Furniture Factory Closes, Jobs Go Abroad

ByABC News
August 12, 2003, 2:38 AM

Aug. 14 -- Workers fell silent as the last piece of furniture rolled off the assembly line at the Hooker Furniture factory in Kernersville, N.C. They had already prepared for the pulling of the plug.

The Hooker plant shut down last month, and, like the family of a dying senior, its staff had acquiesced to the end, as if jobs and factories even whole industries like men and women, were born to die.

"I can't imagine that it would feel any worse than it does today to come into this factory and see 250 dedicated employee-owners that have done everything we've asked them to do," Hooker CEO Paul Toms said at the time.

"Every time we've asked them to step up, they've done it. And we're still closing it. I feel like we've let these folks down, and I don't know what we'd do different."

Giant Sucking Sound?

Profits at the Hooker Furniture company have, in fact, continued to grow in recent years, though largely by outsourcing to cheaper manufacturers abroad who this year accounted for about one-third of Hooker products. American jobs may go overseas, but there they fetch greater corporate profit for American companies at home.

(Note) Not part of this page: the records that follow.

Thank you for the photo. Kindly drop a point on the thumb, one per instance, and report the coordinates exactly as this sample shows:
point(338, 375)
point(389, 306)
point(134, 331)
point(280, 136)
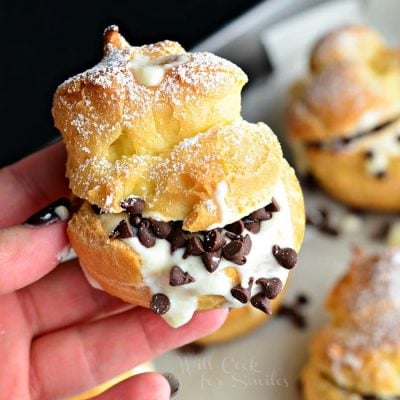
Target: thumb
point(31, 250)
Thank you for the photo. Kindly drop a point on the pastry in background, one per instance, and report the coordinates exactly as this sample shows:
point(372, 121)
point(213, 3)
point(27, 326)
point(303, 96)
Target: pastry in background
point(356, 356)
point(343, 120)
point(186, 205)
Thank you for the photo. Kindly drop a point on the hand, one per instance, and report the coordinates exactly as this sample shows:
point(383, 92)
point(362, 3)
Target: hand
point(58, 335)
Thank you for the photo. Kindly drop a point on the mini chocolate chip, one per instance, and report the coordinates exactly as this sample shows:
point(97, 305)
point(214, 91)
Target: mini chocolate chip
point(252, 226)
point(369, 154)
point(122, 231)
point(161, 229)
point(293, 315)
point(135, 220)
point(96, 209)
point(145, 234)
point(262, 302)
point(194, 247)
point(380, 174)
point(246, 244)
point(273, 206)
point(260, 215)
point(213, 240)
point(178, 277)
point(271, 287)
point(242, 294)
point(286, 256)
point(160, 303)
point(172, 381)
point(211, 260)
point(236, 227)
point(231, 235)
point(177, 238)
point(234, 251)
point(133, 205)
point(302, 299)
point(57, 211)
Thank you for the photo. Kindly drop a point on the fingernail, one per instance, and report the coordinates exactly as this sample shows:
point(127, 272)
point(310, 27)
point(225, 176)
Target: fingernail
point(173, 382)
point(57, 211)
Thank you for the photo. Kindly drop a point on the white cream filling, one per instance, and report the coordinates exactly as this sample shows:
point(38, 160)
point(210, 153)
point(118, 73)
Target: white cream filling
point(151, 72)
point(157, 262)
point(384, 145)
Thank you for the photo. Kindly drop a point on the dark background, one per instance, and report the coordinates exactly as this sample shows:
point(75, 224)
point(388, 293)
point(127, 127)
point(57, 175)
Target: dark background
point(45, 42)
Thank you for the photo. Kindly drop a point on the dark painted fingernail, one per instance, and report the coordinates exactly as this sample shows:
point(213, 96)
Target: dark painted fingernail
point(57, 211)
point(173, 382)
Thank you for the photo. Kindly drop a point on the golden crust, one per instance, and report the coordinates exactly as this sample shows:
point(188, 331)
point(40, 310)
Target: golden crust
point(115, 128)
point(107, 260)
point(358, 352)
point(352, 74)
point(350, 183)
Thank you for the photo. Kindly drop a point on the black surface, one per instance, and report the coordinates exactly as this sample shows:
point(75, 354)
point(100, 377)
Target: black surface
point(45, 42)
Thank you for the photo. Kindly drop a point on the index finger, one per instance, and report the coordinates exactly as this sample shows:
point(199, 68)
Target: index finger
point(30, 184)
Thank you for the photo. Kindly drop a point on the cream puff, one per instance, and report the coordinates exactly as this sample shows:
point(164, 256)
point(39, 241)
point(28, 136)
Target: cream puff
point(356, 355)
point(344, 119)
point(186, 205)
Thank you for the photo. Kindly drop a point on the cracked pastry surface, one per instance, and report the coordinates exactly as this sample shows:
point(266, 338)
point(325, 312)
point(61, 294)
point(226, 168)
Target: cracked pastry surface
point(357, 354)
point(347, 114)
point(186, 205)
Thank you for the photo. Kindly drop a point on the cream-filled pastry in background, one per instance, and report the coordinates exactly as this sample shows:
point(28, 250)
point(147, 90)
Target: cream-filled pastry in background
point(356, 356)
point(186, 205)
point(343, 120)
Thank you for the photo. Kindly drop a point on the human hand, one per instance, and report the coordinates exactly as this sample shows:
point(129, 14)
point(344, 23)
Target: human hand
point(58, 335)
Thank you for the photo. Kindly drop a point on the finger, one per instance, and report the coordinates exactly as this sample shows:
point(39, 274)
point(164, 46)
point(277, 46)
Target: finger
point(31, 183)
point(146, 386)
point(64, 298)
point(27, 254)
point(84, 356)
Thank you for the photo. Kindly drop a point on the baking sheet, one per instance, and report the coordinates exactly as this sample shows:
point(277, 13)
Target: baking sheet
point(266, 363)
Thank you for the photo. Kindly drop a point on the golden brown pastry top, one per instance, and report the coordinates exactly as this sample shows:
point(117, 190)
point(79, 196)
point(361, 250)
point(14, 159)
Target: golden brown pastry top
point(164, 125)
point(366, 300)
point(354, 85)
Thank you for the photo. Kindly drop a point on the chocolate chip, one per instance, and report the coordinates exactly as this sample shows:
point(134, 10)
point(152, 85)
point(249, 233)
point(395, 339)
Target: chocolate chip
point(211, 260)
point(135, 220)
point(253, 226)
point(235, 252)
point(302, 299)
point(57, 211)
point(213, 240)
point(273, 206)
point(160, 303)
point(177, 238)
point(178, 277)
point(369, 154)
point(161, 229)
point(262, 302)
point(260, 215)
point(145, 234)
point(96, 209)
point(231, 235)
point(242, 294)
point(194, 247)
point(133, 205)
point(286, 256)
point(271, 287)
point(122, 231)
point(236, 227)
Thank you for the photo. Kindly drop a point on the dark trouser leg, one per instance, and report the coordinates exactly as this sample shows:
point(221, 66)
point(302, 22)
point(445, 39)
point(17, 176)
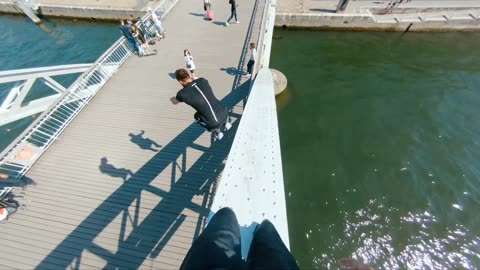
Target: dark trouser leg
point(218, 246)
point(231, 16)
point(250, 66)
point(268, 250)
point(200, 121)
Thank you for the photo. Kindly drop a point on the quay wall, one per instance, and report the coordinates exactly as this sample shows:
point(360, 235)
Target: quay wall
point(96, 13)
point(367, 22)
point(333, 21)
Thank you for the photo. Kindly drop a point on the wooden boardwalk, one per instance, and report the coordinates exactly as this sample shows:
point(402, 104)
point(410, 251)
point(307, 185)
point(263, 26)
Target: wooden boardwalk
point(129, 182)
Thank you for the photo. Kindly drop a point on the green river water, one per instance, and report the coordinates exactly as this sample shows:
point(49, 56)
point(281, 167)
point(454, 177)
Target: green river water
point(380, 141)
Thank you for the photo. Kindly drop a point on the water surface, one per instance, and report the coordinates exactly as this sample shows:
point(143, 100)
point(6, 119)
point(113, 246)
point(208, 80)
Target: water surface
point(380, 144)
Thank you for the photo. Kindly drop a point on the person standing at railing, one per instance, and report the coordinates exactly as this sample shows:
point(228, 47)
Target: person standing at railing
point(128, 35)
point(140, 36)
point(161, 33)
point(189, 62)
point(233, 12)
point(211, 113)
point(251, 62)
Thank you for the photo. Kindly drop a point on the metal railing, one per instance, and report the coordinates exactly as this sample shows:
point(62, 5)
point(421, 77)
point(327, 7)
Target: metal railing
point(21, 154)
point(262, 44)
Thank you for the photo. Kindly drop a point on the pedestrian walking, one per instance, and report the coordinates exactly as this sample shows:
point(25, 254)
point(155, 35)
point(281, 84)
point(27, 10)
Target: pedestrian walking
point(210, 113)
point(189, 62)
point(251, 62)
point(233, 12)
point(125, 29)
point(160, 31)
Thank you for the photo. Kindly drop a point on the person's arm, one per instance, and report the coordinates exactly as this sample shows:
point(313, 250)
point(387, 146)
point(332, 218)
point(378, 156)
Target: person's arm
point(174, 100)
point(177, 99)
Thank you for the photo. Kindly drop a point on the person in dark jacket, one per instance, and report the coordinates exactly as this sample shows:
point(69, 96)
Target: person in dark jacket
point(211, 113)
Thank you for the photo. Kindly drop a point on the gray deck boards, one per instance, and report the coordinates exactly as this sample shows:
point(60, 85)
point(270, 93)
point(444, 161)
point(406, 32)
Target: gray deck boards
point(141, 208)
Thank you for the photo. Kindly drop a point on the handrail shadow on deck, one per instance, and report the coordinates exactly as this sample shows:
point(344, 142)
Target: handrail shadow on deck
point(148, 237)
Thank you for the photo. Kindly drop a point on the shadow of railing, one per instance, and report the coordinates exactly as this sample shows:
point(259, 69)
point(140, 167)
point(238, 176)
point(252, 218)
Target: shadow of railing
point(149, 237)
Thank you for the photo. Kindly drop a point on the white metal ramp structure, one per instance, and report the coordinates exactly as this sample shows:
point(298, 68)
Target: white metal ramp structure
point(21, 154)
point(14, 106)
point(104, 201)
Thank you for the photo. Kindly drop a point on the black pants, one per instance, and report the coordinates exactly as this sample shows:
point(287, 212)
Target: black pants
point(218, 247)
point(250, 66)
point(212, 125)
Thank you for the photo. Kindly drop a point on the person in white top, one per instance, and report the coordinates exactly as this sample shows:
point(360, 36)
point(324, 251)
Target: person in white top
point(161, 33)
point(207, 5)
point(189, 62)
point(251, 62)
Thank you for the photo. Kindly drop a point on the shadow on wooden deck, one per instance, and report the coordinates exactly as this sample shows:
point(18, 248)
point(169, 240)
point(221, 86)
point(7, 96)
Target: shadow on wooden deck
point(148, 237)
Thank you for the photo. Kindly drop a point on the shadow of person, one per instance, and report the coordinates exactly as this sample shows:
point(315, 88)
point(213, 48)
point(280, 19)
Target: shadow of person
point(144, 143)
point(197, 14)
point(219, 23)
point(7, 181)
point(109, 169)
point(231, 71)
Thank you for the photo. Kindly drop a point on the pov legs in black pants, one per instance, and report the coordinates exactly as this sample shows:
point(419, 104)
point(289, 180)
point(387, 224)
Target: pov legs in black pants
point(218, 247)
point(268, 251)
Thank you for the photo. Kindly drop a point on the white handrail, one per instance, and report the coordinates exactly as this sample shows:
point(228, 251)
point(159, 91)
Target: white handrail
point(252, 182)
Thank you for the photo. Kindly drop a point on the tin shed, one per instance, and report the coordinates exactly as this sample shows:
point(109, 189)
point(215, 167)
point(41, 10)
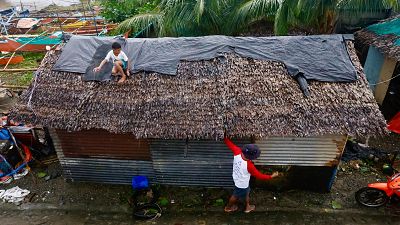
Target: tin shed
point(170, 127)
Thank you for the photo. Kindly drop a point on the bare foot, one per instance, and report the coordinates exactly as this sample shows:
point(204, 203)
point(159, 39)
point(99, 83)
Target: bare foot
point(122, 79)
point(230, 209)
point(250, 208)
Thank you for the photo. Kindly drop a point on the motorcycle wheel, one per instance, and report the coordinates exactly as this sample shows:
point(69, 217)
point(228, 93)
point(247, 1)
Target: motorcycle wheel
point(371, 197)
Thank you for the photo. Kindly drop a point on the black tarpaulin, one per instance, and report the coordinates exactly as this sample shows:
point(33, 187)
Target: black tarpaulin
point(321, 57)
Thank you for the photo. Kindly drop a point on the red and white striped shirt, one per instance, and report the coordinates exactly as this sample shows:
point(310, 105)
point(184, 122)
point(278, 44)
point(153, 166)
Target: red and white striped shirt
point(243, 168)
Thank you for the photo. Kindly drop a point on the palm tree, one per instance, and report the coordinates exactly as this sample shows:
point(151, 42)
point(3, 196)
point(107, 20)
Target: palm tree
point(184, 18)
point(320, 15)
point(230, 17)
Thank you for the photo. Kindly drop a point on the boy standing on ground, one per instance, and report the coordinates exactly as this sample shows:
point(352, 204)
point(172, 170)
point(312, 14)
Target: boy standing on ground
point(243, 168)
point(119, 59)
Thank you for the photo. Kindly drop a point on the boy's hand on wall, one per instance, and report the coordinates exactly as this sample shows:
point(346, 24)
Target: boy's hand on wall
point(275, 174)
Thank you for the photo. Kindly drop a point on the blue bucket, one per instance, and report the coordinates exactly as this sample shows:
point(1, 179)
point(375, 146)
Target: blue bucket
point(140, 182)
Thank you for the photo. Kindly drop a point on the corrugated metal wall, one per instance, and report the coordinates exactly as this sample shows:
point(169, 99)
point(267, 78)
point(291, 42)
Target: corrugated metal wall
point(102, 144)
point(93, 166)
point(185, 163)
point(305, 151)
point(197, 163)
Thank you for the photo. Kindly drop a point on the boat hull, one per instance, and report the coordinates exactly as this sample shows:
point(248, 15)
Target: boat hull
point(14, 60)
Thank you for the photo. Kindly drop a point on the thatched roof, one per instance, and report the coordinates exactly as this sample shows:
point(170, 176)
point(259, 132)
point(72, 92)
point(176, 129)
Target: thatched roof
point(385, 36)
point(245, 96)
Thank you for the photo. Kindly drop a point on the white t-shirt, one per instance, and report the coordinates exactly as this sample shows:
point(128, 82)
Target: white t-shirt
point(121, 56)
point(240, 174)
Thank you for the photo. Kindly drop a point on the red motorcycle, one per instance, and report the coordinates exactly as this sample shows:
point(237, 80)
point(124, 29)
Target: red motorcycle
point(378, 194)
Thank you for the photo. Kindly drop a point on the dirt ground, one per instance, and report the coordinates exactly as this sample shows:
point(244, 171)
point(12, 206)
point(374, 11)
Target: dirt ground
point(59, 192)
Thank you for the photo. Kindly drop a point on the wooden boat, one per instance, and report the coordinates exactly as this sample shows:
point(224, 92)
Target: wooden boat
point(28, 44)
point(14, 60)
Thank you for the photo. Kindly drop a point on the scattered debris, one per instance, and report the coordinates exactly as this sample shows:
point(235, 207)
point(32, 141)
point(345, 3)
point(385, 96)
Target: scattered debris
point(163, 202)
point(336, 205)
point(355, 151)
point(41, 174)
point(13, 195)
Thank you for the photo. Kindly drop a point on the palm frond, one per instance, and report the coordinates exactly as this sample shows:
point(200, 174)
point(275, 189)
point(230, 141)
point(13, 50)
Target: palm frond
point(360, 6)
point(251, 11)
point(281, 25)
point(143, 22)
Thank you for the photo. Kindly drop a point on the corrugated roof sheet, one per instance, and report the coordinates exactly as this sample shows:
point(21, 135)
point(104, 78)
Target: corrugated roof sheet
point(307, 151)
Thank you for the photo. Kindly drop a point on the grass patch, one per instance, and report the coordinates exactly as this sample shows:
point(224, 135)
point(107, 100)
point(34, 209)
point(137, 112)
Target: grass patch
point(31, 60)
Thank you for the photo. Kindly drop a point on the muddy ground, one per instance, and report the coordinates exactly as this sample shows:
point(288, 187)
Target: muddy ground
point(59, 192)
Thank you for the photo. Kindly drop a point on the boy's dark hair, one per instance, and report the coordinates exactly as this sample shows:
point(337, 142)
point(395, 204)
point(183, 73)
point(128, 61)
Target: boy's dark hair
point(115, 45)
point(251, 151)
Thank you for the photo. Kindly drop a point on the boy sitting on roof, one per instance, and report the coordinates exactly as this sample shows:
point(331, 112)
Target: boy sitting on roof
point(243, 168)
point(120, 60)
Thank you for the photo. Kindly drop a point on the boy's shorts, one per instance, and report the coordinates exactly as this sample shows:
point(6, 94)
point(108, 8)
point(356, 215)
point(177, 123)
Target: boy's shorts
point(124, 64)
point(241, 193)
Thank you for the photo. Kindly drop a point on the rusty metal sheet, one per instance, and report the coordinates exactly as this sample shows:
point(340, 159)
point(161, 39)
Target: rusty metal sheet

According to Toms, the surge in foreign competition from low-wage nations like China coupled with a wider downturn in the national economy threatens to pull the whole American furniture industry into a fight for survival.

"It's unlike anything I've seen in my 21 years in the industry," Toms said. "A lot of plants have closed, people have been sent home, and it really has come quicker than anybody expected. I think it's hard to say, three, four, five years from now, what will this industry look like domestically."

The Kernersville plant, for example, reduced its materials costs 10 percent in the last two years, but "even with that, we don't seem to be competitive with these import products that are coming in for a fraction, 60 percent, of the cost we can produce them," Hooker President Doug Williams explained.